Für den zweiten Abschnitt hatte sich Rammenau nochmal berappelt. Zum Start gab’s gleich eine Serie an Ecken. Aber Standards waren heute nicht so die große Nummer. Größer war da schon die Fehlerquote, an der maximal und naturgemäß Sebnitz die meiste Freude hatte. Die Jungs aus der Grenzstadt blieben ihrer Linie treu. Bälle abfangen und paar Konter anstoßen. Und nach bekanntem Muster wurde den Hausherren dann in der 54. Minute sehr schmerzhaft und endgültig der Zahn gezogen. Flanke von Links, der Ball küsst die Latte und landet auf Rechts bei einem Sebnitzer. Nun ließ sich wieder völlig freistehend Michael Kunze im Zentrum bedienen und stellte auf 0:4. Rammenau nun geschlagen, von Sebnitz und vor allem von seiner eigenen Fehlerquote. Was dann blieb, war der verzweifelte Versuch den knapp 250 Zuschauern noch ein eigenes Tor zu servieren. Doch bis auf 1-2 Versuche per Kopf von Cornelius Gries, die Oppitz im Sebnitzer Tor jedoch nicht forderten, kam nicht viel zustande. Als dann Marco Schlegel kurz vor Ultimo noch einen Hunderter im 5-Meterraum liegen lies war allen klar, dass Rammenau heute gar nichts treffen wird. So war das einzige was den Gästen an diesem Tag weh tat Richard Schenk´s Knoblauch Fahne, für die er nach eigenen Angaben mehrfach gelobt wurde – trotz zügigem Herbstwind. Sebnitz schwächte sich dann noch selbst mit einer Ampelkarte wegen 2 mal Meckern (Kiste!), was aber keinen Einfluss auf das Spielgeschehen haben sollte.

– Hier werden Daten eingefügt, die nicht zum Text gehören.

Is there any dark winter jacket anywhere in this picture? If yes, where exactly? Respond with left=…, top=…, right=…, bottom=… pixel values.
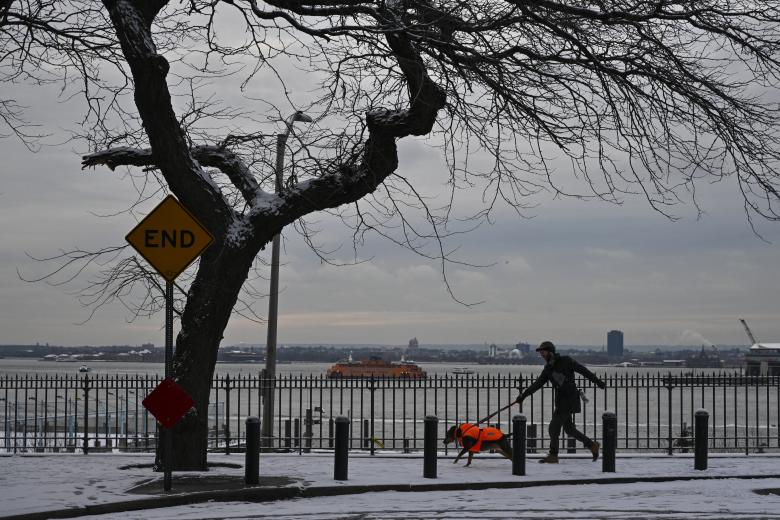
left=520, top=354, right=605, bottom=413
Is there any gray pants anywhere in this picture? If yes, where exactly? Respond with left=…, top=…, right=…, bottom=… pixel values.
left=547, top=410, right=593, bottom=455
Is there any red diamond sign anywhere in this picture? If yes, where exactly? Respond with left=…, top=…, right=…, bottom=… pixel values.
left=142, top=377, right=193, bottom=428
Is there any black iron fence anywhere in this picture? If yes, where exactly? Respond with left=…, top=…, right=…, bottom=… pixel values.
left=0, top=372, right=780, bottom=453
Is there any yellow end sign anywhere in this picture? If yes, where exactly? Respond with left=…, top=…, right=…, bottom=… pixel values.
left=125, top=195, right=214, bottom=282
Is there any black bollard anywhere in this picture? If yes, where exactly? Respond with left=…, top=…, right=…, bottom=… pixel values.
left=333, top=415, right=349, bottom=480
left=693, top=408, right=710, bottom=469
left=423, top=415, right=439, bottom=478
left=525, top=424, right=537, bottom=453
left=512, top=415, right=527, bottom=475
left=601, top=412, right=617, bottom=473
left=244, top=416, right=260, bottom=486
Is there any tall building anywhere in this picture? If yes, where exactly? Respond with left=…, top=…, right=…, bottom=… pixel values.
left=607, top=330, right=623, bottom=358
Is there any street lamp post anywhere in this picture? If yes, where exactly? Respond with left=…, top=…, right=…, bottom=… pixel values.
left=260, top=110, right=312, bottom=447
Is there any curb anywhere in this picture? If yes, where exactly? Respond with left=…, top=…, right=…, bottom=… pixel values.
left=6, top=474, right=780, bottom=520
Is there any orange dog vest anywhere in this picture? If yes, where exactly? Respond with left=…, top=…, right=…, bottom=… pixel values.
left=458, top=423, right=504, bottom=453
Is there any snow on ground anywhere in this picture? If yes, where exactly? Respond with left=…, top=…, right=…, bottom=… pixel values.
left=0, top=453, right=780, bottom=520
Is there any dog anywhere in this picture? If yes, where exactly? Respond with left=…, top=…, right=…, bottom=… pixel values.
left=444, top=423, right=512, bottom=466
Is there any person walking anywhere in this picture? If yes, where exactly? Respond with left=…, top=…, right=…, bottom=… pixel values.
left=515, top=341, right=607, bottom=464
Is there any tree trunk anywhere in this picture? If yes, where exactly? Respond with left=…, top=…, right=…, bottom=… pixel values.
left=173, top=244, right=256, bottom=471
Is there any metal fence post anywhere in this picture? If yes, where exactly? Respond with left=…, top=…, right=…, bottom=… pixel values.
left=225, top=374, right=230, bottom=455
left=666, top=384, right=674, bottom=455
left=693, top=408, right=710, bottom=470
left=244, top=416, right=260, bottom=485
left=82, top=376, right=89, bottom=455
left=601, top=411, right=617, bottom=473
left=512, top=414, right=527, bottom=476
left=303, top=408, right=314, bottom=453
left=284, top=419, right=292, bottom=451
left=333, top=415, right=349, bottom=480
left=423, top=415, right=439, bottom=478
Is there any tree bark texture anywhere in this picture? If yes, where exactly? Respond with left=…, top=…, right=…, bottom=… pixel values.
left=99, top=0, right=445, bottom=471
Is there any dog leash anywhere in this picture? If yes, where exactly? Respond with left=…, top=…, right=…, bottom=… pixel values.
left=474, top=401, right=523, bottom=426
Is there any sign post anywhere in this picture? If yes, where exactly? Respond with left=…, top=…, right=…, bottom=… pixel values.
left=125, top=195, right=214, bottom=491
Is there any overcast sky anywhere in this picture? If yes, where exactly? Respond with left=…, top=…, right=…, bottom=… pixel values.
left=0, top=26, right=780, bottom=346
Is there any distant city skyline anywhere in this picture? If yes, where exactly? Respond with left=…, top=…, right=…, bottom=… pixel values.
left=0, top=73, right=780, bottom=352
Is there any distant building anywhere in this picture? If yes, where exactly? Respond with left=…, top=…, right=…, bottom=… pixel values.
left=607, top=330, right=623, bottom=358
left=745, top=343, right=780, bottom=376
left=515, top=341, right=531, bottom=357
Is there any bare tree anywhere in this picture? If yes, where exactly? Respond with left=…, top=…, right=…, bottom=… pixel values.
left=0, top=0, right=780, bottom=469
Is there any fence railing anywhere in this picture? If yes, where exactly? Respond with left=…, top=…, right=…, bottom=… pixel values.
left=0, top=372, right=780, bottom=453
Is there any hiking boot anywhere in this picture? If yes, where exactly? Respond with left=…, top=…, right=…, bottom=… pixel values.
left=539, top=453, right=558, bottom=464
left=590, top=441, right=601, bottom=461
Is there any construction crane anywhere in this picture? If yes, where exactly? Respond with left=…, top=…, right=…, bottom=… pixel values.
left=739, top=318, right=758, bottom=345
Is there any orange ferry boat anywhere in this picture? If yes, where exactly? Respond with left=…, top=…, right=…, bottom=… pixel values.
left=328, top=356, right=427, bottom=379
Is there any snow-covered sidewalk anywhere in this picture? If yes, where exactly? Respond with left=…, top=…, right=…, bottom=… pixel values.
left=0, top=453, right=780, bottom=519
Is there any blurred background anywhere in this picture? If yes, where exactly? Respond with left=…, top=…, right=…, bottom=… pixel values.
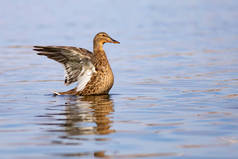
left=0, top=0, right=238, bottom=159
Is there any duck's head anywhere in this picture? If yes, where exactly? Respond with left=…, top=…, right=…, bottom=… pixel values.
left=94, top=32, right=120, bottom=44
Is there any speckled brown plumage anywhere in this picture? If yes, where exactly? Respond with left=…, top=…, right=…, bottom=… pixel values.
left=34, top=32, right=119, bottom=95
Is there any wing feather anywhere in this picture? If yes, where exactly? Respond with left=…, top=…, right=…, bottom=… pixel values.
left=34, top=46, right=96, bottom=91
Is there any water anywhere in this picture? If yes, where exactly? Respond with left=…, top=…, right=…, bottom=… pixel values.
left=0, top=0, right=238, bottom=159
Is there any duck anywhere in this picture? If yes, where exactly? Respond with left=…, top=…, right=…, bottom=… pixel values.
left=33, top=32, right=120, bottom=96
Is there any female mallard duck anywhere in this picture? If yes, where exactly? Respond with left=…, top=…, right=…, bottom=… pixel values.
left=34, top=32, right=120, bottom=95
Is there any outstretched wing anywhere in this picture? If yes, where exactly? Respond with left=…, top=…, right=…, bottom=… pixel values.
left=34, top=46, right=96, bottom=91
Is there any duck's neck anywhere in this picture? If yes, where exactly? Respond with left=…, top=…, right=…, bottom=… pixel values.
left=93, top=40, right=107, bottom=59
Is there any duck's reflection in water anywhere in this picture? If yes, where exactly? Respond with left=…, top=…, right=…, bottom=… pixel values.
left=64, top=95, right=115, bottom=136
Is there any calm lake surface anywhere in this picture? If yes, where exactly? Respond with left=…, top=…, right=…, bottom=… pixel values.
left=0, top=0, right=238, bottom=159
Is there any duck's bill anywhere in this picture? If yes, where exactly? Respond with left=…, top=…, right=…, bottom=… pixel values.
left=111, top=38, right=120, bottom=44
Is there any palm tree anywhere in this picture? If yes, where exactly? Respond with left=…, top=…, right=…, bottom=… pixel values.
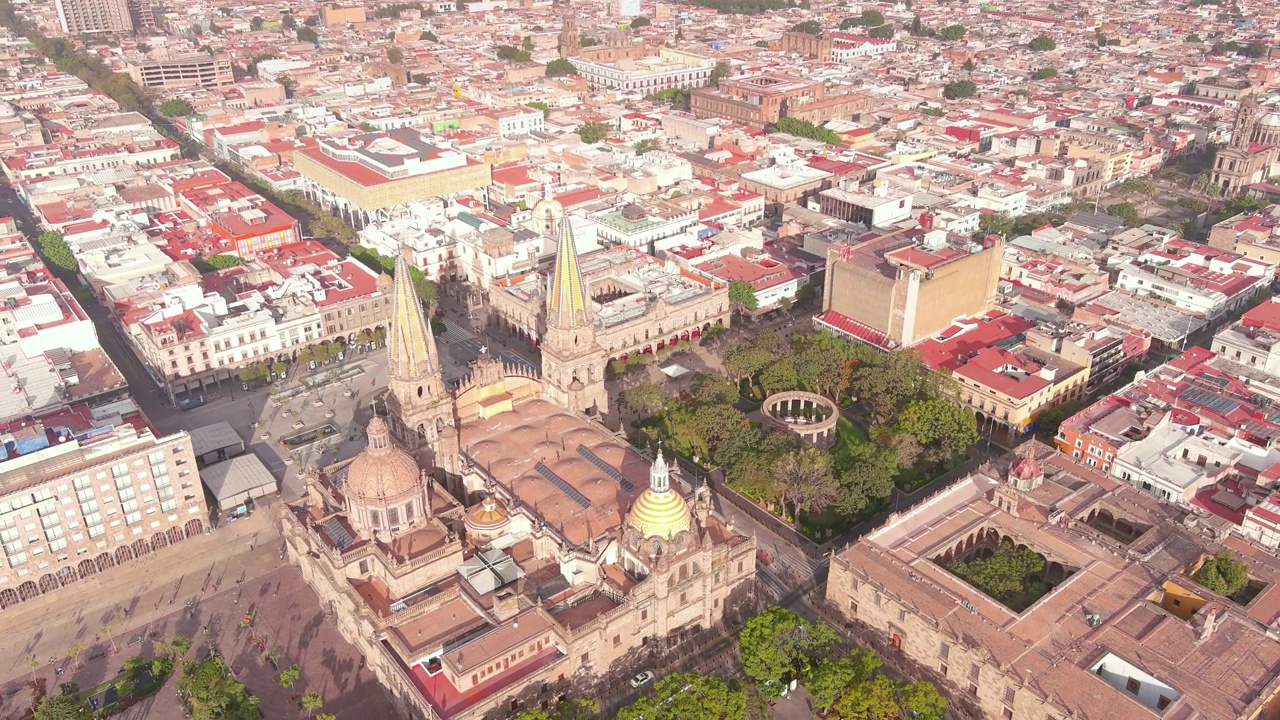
left=97, top=623, right=120, bottom=653
left=302, top=692, right=324, bottom=717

Nach dem guten Start in die Saison also nun der erste herbe Dämpfer für unsere Jungs. Eine Niederlage mit vielen Erkenntnissen. Sebnitz heute eiskalt im Bestrafen von Fehlern, von denen es im Rammenauer Spiel heute zu viele gab. Das positivste an diesem Tag sicher die tolle Kulisse, der wir im nächsten Heimspiel dann wieder ein besseres Spiel bieten möchten!
Jetzt heißt es Mund abputzen und Fehler analysieren. Am Samstag geht es erstmals in die Landeshauptstadt zum DSC, dort wird es nicht leichter!
Gespielt wird im altehrwürdigen Heinz-Steyer-Stadion, Anstoß 15 Uhr!